Menyusun tesis? ah lagi-lagi penyakitku kambuh. Dulu ketika menyusun skripsi sempat jeda hampir satu tahun.. Ini juga sudah hampir satu tahun stagnan dari target yang sudah saya rencanakan.. hahahaha.. Malu pada diri sendiri. Terlalu fleksibel ya begini.. Ups.. kurang fokus, tekad dan konsistensi.. Itu penyakit kronis yang menjangkiti saya.. Efek sampingnya timbul mental blocking ketika mau mulai menulis lagi. Ga TAU mau nulis apa walau laptop sudah lama dinyalakan bahkan sampai ketiduran berbantal buku dan ditonton laptop.. :D… Penyakit lain, sukanya mengumpulkan bahan, membaca mulu tetapi rasanya berat. tak kuasa untuk mulai menulis.. Parahnya untuk menulis blog semacam ini rasanya lancar-lancar saja.. tak ada yang memberatkan… ck3.. bener-bener keterlaluan.. tapi lagi-lagi obatnya itu ga mudah.. butuh kesadaran diri, melawan diri sendiri.. ah lagi-lagi tak ada apotik yang jual obat yang saya butuhkan itu.. =)

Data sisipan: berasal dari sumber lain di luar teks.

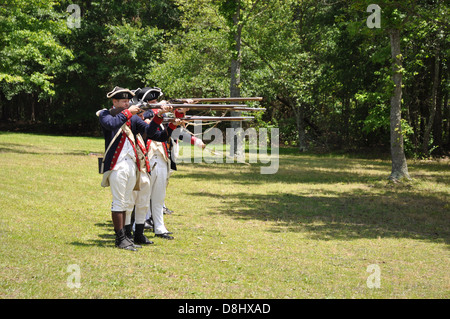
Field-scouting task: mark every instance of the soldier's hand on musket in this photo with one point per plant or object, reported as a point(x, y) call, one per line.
point(134, 109)
point(165, 109)
point(177, 122)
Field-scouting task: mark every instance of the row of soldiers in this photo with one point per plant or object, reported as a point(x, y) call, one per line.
point(137, 163)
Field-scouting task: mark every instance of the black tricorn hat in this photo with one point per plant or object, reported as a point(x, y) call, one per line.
point(148, 94)
point(120, 93)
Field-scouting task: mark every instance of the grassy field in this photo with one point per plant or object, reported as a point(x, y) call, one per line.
point(312, 230)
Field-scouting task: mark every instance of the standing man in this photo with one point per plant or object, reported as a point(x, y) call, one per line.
point(160, 163)
point(120, 165)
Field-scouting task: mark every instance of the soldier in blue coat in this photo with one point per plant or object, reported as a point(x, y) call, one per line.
point(121, 163)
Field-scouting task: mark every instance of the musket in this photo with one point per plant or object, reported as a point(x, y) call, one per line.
point(218, 99)
point(192, 118)
point(211, 107)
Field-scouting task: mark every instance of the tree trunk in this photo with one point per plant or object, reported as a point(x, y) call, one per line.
point(399, 166)
point(300, 120)
point(429, 126)
point(235, 90)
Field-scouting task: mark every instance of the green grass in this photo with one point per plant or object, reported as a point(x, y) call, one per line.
point(309, 231)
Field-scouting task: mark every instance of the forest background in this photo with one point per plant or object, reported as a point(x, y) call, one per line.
point(326, 76)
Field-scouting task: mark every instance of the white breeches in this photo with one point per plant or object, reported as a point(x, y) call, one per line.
point(140, 200)
point(158, 178)
point(122, 181)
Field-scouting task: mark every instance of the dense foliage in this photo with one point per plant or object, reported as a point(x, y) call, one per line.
point(325, 76)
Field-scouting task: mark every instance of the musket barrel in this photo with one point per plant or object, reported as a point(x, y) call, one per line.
point(220, 99)
point(210, 118)
point(233, 107)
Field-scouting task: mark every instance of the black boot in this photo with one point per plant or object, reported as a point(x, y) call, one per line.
point(139, 237)
point(123, 242)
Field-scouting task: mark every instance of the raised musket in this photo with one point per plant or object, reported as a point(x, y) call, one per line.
point(211, 107)
point(208, 118)
point(217, 99)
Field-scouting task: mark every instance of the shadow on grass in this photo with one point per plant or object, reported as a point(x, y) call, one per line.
point(105, 239)
point(397, 211)
point(344, 216)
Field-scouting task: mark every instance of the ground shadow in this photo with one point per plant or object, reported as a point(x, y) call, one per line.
point(344, 216)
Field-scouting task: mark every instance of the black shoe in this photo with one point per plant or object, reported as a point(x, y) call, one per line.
point(129, 235)
point(139, 237)
point(167, 211)
point(165, 235)
point(148, 224)
point(123, 242)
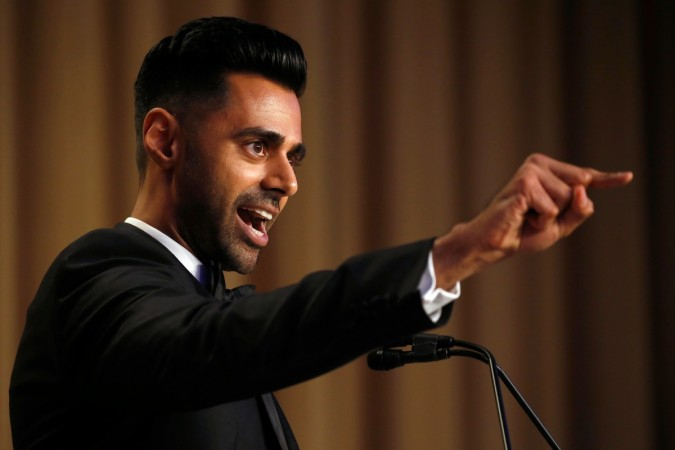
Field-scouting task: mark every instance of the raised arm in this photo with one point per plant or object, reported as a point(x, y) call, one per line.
point(545, 201)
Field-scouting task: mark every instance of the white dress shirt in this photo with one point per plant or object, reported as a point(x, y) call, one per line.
point(433, 297)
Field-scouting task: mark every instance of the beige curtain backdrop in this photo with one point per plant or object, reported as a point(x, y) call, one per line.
point(416, 113)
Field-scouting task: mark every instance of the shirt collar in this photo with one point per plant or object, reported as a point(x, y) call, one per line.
point(190, 261)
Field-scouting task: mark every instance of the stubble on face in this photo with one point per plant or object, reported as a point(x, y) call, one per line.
point(227, 195)
point(207, 219)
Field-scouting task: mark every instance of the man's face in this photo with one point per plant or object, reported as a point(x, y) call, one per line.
point(238, 171)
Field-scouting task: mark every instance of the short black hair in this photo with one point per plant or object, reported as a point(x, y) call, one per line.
point(192, 65)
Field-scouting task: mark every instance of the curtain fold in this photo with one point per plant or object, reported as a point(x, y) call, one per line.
point(416, 113)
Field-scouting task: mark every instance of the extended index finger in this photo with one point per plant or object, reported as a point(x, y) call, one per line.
point(609, 179)
point(588, 177)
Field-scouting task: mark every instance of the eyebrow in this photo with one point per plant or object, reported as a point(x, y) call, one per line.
point(274, 139)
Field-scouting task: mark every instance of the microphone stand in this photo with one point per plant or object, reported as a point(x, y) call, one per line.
point(425, 348)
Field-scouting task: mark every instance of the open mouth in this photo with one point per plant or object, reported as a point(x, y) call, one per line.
point(255, 222)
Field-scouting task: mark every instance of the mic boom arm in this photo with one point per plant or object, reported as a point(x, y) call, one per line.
point(430, 347)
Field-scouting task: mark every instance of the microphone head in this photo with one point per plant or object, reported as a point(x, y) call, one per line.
point(385, 359)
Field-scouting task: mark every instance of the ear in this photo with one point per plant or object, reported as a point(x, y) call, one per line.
point(160, 137)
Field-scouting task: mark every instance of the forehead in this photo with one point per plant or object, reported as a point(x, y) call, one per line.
point(255, 101)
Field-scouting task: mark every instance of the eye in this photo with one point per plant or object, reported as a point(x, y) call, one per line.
point(295, 159)
point(256, 148)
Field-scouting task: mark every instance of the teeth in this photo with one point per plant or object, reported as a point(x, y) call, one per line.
point(264, 214)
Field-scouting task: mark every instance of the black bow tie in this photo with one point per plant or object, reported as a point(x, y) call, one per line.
point(217, 286)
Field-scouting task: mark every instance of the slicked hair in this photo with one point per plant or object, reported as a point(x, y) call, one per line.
point(190, 67)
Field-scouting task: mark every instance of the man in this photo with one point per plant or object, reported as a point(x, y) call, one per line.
point(132, 340)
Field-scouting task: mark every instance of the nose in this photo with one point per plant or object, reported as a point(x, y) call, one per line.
point(280, 176)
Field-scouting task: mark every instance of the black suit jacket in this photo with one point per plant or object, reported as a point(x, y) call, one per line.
point(123, 348)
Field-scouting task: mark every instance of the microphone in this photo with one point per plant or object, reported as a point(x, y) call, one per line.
point(433, 347)
point(425, 348)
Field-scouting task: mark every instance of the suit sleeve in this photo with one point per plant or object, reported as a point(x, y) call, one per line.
point(142, 330)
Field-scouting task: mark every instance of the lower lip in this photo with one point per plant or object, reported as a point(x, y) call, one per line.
point(253, 236)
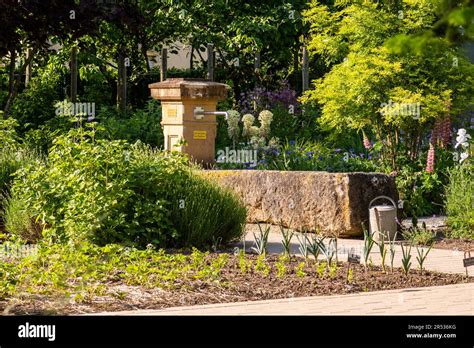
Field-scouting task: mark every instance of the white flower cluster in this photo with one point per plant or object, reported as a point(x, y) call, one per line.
point(256, 136)
point(463, 140)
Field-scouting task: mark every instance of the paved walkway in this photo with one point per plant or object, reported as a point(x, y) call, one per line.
point(437, 300)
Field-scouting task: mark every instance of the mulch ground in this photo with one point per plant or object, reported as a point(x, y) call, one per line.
point(455, 244)
point(234, 286)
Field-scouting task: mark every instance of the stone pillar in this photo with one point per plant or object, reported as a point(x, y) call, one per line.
point(182, 130)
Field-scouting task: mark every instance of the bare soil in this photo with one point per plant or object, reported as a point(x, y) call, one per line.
point(233, 286)
point(455, 244)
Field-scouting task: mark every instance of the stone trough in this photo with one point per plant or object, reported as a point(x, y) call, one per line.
point(336, 203)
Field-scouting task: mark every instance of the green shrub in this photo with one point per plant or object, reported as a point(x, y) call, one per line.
point(19, 222)
point(460, 201)
point(12, 155)
point(142, 124)
point(112, 192)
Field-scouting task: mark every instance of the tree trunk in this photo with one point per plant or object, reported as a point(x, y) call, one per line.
point(305, 70)
point(164, 64)
point(257, 69)
point(210, 62)
point(144, 53)
point(28, 68)
point(122, 82)
point(14, 82)
point(73, 74)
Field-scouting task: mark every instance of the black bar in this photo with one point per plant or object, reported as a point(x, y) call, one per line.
point(175, 331)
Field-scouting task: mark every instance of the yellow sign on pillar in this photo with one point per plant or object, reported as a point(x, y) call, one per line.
point(179, 99)
point(200, 135)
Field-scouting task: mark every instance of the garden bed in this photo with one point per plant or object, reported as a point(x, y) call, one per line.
point(239, 279)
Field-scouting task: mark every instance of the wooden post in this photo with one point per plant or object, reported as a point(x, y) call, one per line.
point(164, 64)
point(73, 74)
point(28, 67)
point(305, 69)
point(210, 62)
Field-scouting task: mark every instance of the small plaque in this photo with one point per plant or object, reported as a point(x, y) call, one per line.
point(468, 261)
point(200, 135)
point(353, 258)
point(172, 111)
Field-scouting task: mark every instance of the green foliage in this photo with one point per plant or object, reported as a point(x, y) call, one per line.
point(368, 244)
point(382, 250)
point(303, 245)
point(419, 235)
point(367, 74)
point(13, 155)
point(300, 269)
point(287, 235)
point(261, 239)
point(19, 223)
point(281, 265)
point(112, 192)
point(35, 105)
point(76, 271)
point(406, 257)
point(333, 270)
point(391, 248)
point(350, 276)
point(141, 124)
point(422, 254)
point(459, 201)
point(321, 269)
point(261, 265)
point(314, 245)
point(244, 265)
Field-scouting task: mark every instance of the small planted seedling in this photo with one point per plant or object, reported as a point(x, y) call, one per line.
point(368, 244)
point(382, 249)
point(391, 248)
point(422, 254)
point(321, 269)
point(286, 235)
point(333, 270)
point(244, 265)
point(262, 266)
point(406, 258)
point(350, 276)
point(313, 246)
point(300, 270)
point(303, 245)
point(261, 240)
point(328, 251)
point(281, 265)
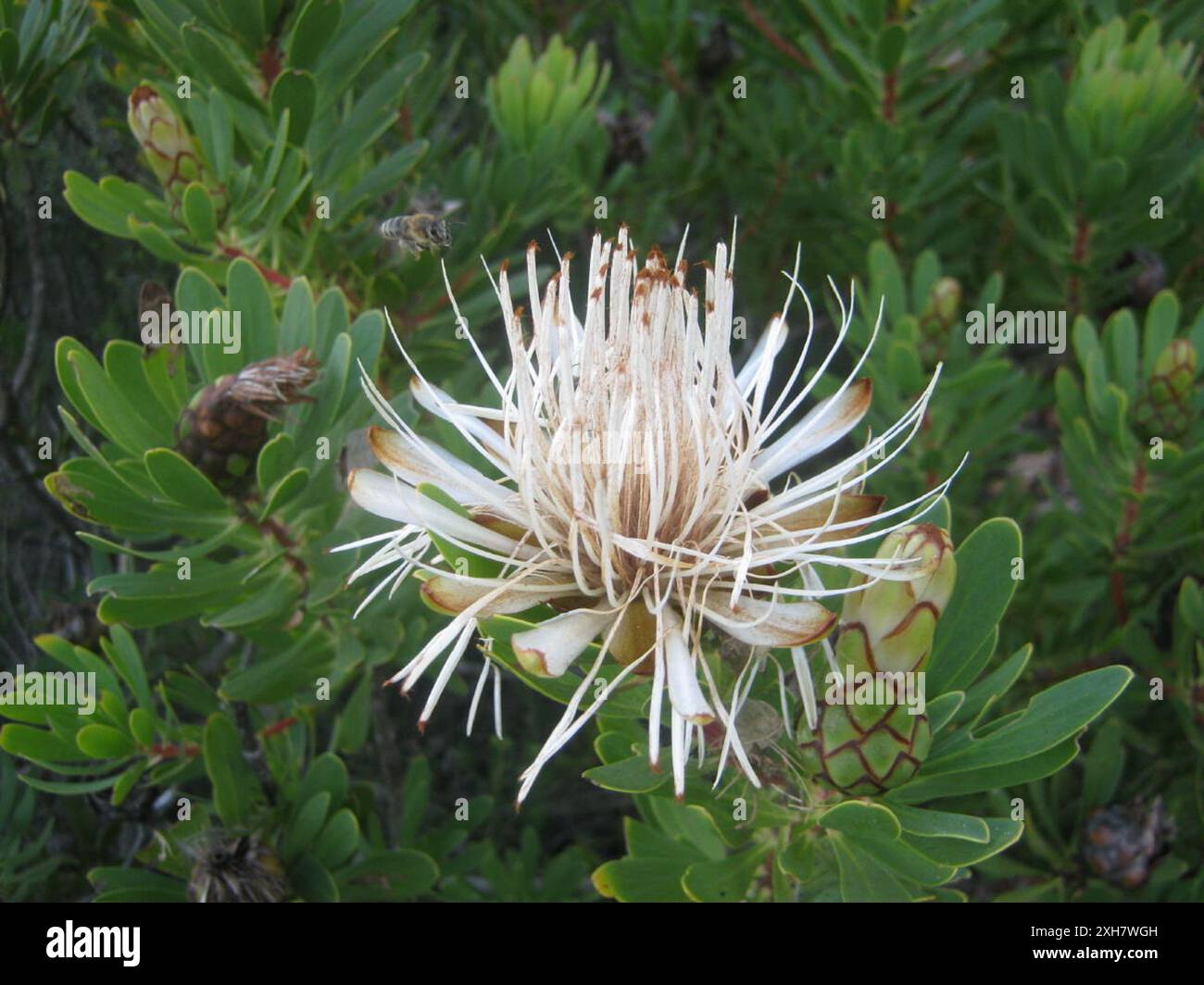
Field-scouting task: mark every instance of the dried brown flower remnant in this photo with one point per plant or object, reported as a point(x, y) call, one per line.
point(224, 428)
point(1122, 841)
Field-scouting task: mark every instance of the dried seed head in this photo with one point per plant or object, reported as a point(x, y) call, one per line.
point(224, 428)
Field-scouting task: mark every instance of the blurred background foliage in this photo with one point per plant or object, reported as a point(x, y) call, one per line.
point(943, 156)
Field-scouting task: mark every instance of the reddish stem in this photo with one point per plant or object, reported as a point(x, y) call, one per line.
point(758, 20)
point(1078, 256)
point(270, 275)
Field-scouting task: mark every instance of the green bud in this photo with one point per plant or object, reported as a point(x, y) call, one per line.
point(889, 625)
point(944, 300)
point(169, 147)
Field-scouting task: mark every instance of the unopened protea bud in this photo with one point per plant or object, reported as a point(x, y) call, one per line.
point(169, 147)
point(224, 428)
point(937, 316)
point(1166, 407)
point(872, 732)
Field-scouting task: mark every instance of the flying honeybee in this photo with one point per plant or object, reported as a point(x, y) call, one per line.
point(425, 228)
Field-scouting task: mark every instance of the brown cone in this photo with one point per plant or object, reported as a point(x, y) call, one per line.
point(224, 428)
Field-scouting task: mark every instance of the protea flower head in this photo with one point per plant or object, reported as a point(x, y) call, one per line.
point(633, 471)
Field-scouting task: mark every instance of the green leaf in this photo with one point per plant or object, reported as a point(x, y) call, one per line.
point(96, 208)
point(39, 744)
point(890, 46)
point(273, 460)
point(305, 826)
point(284, 492)
point(409, 874)
point(248, 293)
point(983, 695)
point(103, 742)
point(280, 677)
point(863, 879)
point(127, 781)
point(313, 881)
point(727, 880)
point(296, 93)
point(143, 726)
point(1051, 717)
point(182, 481)
point(119, 419)
point(352, 726)
point(200, 215)
point(316, 25)
point(233, 787)
point(642, 880)
point(629, 776)
point(942, 824)
point(70, 788)
point(123, 654)
point(209, 55)
point(326, 772)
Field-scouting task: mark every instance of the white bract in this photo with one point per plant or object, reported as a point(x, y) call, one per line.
point(630, 488)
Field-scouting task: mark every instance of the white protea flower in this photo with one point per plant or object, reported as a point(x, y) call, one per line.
point(633, 492)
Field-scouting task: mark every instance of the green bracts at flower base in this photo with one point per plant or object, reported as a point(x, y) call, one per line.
point(1166, 407)
point(867, 747)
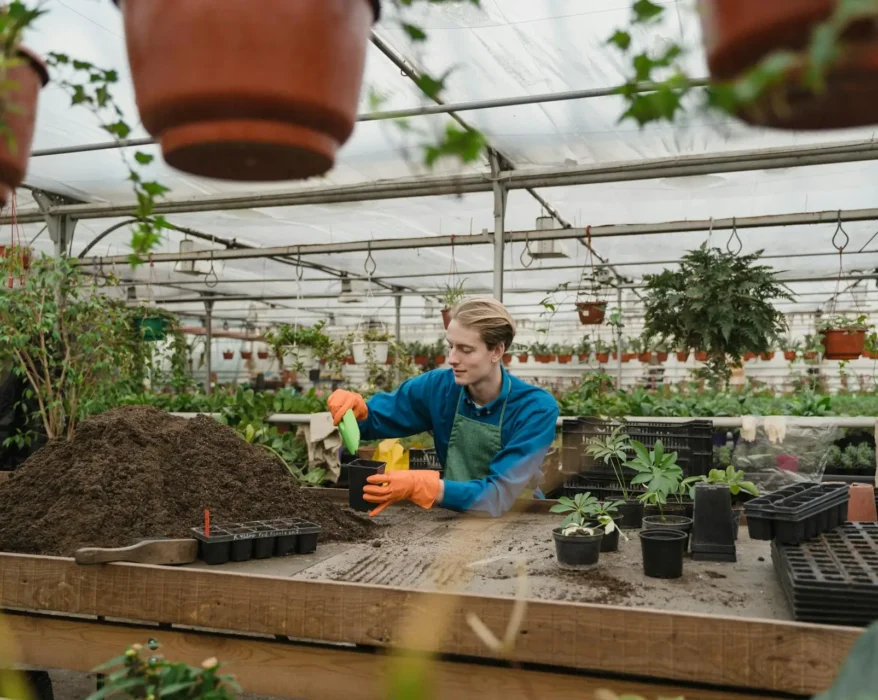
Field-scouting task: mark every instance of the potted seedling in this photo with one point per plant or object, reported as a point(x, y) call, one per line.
point(843, 337)
point(576, 544)
point(612, 450)
point(454, 294)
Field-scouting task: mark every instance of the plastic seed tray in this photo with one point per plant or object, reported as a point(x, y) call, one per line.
point(797, 513)
point(258, 539)
point(832, 579)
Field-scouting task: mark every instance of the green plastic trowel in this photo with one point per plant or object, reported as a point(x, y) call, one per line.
point(350, 432)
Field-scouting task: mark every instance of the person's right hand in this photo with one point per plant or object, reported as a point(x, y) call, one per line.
point(341, 401)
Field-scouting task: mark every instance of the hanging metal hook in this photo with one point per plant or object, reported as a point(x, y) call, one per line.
point(370, 261)
point(526, 250)
point(734, 237)
point(840, 229)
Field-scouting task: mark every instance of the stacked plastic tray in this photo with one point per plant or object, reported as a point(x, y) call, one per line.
point(797, 513)
point(832, 579)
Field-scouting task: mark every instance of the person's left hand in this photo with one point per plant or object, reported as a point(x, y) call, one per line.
point(420, 486)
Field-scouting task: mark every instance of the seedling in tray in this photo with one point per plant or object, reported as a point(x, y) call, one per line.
point(259, 539)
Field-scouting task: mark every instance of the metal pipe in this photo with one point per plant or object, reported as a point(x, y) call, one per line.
point(733, 161)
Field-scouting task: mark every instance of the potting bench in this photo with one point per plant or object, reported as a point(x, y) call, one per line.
point(286, 635)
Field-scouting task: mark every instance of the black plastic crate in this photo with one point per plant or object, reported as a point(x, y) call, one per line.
point(257, 539)
point(832, 579)
point(798, 512)
point(692, 441)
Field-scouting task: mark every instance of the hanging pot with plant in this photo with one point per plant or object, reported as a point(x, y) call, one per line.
point(843, 337)
point(248, 95)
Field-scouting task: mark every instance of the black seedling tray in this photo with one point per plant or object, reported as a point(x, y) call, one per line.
point(258, 539)
point(832, 579)
point(798, 512)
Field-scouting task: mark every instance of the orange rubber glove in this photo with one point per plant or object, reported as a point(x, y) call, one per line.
point(340, 401)
point(420, 486)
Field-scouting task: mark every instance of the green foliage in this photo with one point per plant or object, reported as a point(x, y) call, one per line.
point(133, 676)
point(718, 302)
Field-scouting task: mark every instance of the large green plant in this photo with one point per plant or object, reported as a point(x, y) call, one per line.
point(717, 302)
point(70, 342)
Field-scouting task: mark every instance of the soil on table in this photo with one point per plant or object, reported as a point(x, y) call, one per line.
point(137, 472)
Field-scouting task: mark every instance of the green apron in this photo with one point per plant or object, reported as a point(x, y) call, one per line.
point(472, 446)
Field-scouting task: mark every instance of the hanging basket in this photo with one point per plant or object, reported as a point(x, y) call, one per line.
point(740, 33)
point(248, 94)
point(591, 313)
point(843, 343)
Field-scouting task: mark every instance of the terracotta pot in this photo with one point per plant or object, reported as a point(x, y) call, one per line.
point(446, 317)
point(861, 507)
point(739, 33)
point(249, 95)
point(591, 312)
point(840, 344)
point(25, 82)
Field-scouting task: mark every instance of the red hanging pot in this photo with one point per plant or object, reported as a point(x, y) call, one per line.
point(591, 312)
point(24, 83)
point(244, 93)
point(739, 33)
point(842, 344)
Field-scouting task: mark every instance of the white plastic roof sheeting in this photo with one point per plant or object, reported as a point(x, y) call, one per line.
point(505, 48)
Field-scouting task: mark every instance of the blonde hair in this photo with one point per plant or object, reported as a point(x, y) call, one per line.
point(489, 317)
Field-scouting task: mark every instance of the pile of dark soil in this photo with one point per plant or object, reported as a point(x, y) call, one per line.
point(137, 472)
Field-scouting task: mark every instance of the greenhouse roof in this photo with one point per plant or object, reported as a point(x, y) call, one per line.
point(505, 49)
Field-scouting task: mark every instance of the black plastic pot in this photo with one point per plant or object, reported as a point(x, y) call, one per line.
point(713, 531)
point(580, 551)
point(662, 552)
point(631, 514)
point(358, 471)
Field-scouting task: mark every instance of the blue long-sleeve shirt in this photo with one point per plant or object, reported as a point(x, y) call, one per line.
point(429, 402)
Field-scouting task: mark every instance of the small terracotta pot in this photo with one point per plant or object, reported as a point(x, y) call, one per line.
point(861, 507)
point(25, 81)
point(840, 344)
point(446, 317)
point(591, 312)
point(244, 94)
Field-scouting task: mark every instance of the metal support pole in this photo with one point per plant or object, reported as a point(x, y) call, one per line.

Penyakit lainnya, phobia sidang… Hiks.. merasa diri belum memiliki banyak ilmu. belum siap mulu… menulis direvisi mulu akhirnya belum jua selesai. rasanya selalu ada yang kurang, belum dipahami etc.. Padahal belum dikonsultasikan dengan dosen. Eh, gimana mau dikonsultasikan, lha selesai ditulis aja belum.. Sidangnya itu …. uhhhhh…banyak amat prosesnya.. Mana dari berbagai bidang ilmu… berbagai aliran pemikiran Islam juga.. Islam tradisional, konservatif, fundamentalis, hingga sekuleris… Perdebatan akademik??? fyuuuuuhhhhhhh rasanya ga berani maju perang yang seperti ini… menakutkan… Padahal kata temen-temen saya, “maju saja… ga bakalan mati”… Begitu tips yang mereka berikan untuk saling menyemangati bila melihat ada teman yang stagnan.. Ga ada karya yang sempurna. yah paling-paling dikritik, dikasih masukan.. udah’ ga ada yang mati gara-gara sidang… Ck3.. bisa-bisanya sampai begitu ya… saya jawab aja, ah walau ga bener-bener mati tapi saya ga mau mati kutu… ga bisa jawab. Setidaknya walau ngawur masih sedikit nyambung-nyambung secara ilmiah lah… 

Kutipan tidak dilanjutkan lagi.